Monday, June 12, 2017

Travel Tyro: Newport in Late Spring


On a dreary, damp Saturday morning in early May, a few hundred graduating college students shuffled into tour buses for a "Senior Week" adventure to one of New England's most iconic seaside cities. A short 1.5 hour drive from Boston, Newport was the summer watering hole of choice for wealthy New Yorkers in the mid-ninteenth century. As one of thirty-eight of the state's islands, Newport's prime location on the Narragansett Bay and Rhode Island Sound offered both a breezy escape from the stifling summer heat and an opportunity for America's royalty like the Vanderbilts to show off their wealth in the form of opulent summer "cottages" that could rival even a castle from British aristocrats across the pond. 

Today, Newport is still a summer destination of choice for many New Englanders and tourists alike, especially those with an affinity for nautical lifestyle and culture. While I have visited a few times before, there is always something new to see and do in any season (or weather). This trip, I spent the morning touring the Newport Vineyards for a fun wine tasting and later broke away from my peers and spent the afternoon completing the 3.5 mile Cliff Walk with a friend. Although the Gilded Age mansions along Bellevue Avenue are a definite must-see (the Breakers is like the American cousin of Downton Abbey's Highclere Castle and particularly beautiful during the Christmas season while the Rosecliff is famously known as the party location used in the original Great Gatsby film) the Cliff Walk is a trail that loops along the shoreline offering prime views of the ocean and backyard glimpses into the estates. 

As a thick fog began to roll in and the clouds started to drizzle, we decided to end our trek along the cliffs with a cup of coffee at the cozy Coffee Grinder, an unsuspecting gem nestled in the docks at Bannister Wharf, followed by a quick stop to the International Tennis Hall of Fame.

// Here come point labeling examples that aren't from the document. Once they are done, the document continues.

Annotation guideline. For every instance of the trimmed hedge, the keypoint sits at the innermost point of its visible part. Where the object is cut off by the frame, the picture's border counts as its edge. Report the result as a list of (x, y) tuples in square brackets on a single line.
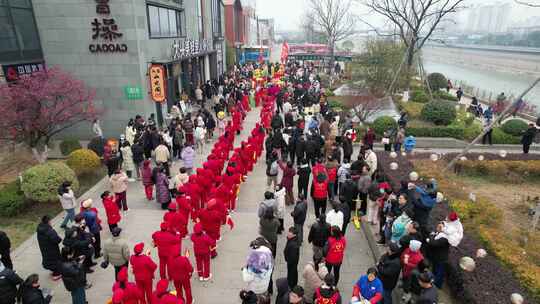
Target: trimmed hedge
[(69, 145), (384, 123), (419, 96), (12, 200), (514, 127), (441, 113), (40, 183), (83, 161)]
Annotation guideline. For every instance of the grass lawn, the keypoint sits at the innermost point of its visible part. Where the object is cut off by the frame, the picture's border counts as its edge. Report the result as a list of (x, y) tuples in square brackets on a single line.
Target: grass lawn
[(20, 227)]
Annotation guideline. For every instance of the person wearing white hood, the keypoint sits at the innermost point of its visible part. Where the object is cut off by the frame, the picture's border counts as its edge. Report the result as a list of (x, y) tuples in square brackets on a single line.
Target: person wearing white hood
[(449, 233)]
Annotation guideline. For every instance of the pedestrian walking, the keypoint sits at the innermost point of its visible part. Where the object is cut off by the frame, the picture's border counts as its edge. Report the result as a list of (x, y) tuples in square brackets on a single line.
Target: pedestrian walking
[(143, 270), (48, 241), (319, 233), (292, 256), (30, 293), (9, 284), (111, 210), (119, 183), (68, 201), (116, 251), (335, 251), (202, 246), (299, 214)]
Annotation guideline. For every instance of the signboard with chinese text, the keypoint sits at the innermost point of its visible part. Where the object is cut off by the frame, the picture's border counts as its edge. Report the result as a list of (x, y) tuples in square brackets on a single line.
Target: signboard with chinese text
[(133, 93), (106, 30), (12, 72), (157, 83), (189, 47)]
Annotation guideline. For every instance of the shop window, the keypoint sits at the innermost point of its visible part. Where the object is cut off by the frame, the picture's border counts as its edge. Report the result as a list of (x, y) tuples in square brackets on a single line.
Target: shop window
[(165, 22)]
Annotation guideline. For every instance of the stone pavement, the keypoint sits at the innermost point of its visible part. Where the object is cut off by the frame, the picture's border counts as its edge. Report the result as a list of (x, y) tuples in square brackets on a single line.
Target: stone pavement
[(144, 218)]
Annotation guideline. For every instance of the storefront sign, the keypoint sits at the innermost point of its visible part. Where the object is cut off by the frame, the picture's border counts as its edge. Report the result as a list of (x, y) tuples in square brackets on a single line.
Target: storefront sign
[(157, 83), (133, 93), (12, 72), (189, 47), (105, 29)]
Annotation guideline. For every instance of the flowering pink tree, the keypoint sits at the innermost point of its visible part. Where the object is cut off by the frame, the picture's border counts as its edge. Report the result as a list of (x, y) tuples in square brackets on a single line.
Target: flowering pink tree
[(41, 105)]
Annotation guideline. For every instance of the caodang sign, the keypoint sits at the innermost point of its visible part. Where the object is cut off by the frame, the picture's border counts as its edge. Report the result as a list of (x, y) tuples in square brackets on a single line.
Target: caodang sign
[(105, 29)]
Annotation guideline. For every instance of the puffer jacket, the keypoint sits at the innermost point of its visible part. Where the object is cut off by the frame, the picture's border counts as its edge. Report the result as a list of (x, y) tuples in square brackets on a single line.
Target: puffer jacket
[(118, 182), (116, 251), (313, 279)]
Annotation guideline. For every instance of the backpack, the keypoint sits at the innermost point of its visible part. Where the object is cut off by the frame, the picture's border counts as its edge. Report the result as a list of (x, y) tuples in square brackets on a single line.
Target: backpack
[(319, 299)]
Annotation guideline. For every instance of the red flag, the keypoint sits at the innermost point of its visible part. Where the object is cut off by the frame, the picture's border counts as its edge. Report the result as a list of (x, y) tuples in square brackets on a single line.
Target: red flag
[(230, 222), (284, 52)]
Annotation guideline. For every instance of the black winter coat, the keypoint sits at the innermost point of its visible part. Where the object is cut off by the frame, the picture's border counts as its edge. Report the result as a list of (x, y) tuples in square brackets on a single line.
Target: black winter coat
[(34, 296), (48, 241), (73, 275), (319, 233), (9, 281), (389, 268), (292, 251), (299, 213)]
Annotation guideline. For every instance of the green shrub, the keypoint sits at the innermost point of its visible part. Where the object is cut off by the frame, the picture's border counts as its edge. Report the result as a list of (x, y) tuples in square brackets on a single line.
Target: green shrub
[(40, 183), (444, 96), (383, 123), (439, 112), (414, 109), (514, 127), (453, 132), (83, 161), (12, 199), (69, 145), (437, 81), (97, 144), (500, 137), (419, 96)]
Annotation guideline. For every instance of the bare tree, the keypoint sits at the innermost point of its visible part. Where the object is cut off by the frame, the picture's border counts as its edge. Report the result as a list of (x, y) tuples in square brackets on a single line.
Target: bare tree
[(334, 19), (415, 20), (531, 3)]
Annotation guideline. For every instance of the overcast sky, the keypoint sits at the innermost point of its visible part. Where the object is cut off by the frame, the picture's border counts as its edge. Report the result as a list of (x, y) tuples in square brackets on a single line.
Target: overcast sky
[(288, 13)]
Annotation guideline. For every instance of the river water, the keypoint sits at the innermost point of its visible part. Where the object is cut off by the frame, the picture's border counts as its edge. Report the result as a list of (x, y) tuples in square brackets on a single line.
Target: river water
[(487, 81)]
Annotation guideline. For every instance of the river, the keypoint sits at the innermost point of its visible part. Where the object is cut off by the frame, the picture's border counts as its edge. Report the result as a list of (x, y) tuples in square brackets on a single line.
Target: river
[(490, 77)]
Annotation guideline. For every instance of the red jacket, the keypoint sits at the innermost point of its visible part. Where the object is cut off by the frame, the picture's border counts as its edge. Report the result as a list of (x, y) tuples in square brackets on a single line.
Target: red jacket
[(132, 293), (180, 269), (320, 189), (336, 250), (167, 243), (414, 259), (143, 267), (112, 211), (202, 243)]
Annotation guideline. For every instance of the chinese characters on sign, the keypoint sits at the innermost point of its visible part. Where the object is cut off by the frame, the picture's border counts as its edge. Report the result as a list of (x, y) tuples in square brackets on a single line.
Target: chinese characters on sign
[(157, 82), (14, 71), (106, 29), (189, 47)]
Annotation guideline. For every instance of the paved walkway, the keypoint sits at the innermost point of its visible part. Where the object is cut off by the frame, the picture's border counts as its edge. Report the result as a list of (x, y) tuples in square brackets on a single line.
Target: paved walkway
[(144, 218)]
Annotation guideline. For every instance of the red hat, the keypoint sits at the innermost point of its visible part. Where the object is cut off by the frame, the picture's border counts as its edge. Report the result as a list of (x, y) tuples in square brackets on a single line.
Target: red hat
[(118, 296), (138, 248), (122, 275), (197, 228)]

For those visiting for a longer period of time, the National Museum of American Illustration is also an imperative albeit lesser known destination in the city, offering beautiful works from iconic American illustrators like Norman Rockwell— all inside a Gilded Age estate built in a French chateau style that is any design enthusiast's dream. During good weather, a ride along Ocean Drive to watch the sunset along the beach is another must, accompanied of course by a pit stop at the Castle Hill Lighthouse.


























Until next time, Newport! 

When: Spring
What: Cliff Walk
See more things to do from my previous trips in summer & winter here.
Why: Newport is the an ideal hub for history, art, beach, and nautical 
Tyro Tip: The Cliff Walk includes actual spots where you're walking on rocky terrain. In the rain it is inevitably treacherous (I fell while wearing shoes with traction), so sensible footwear is recommended if you're keen on doing the whole trail!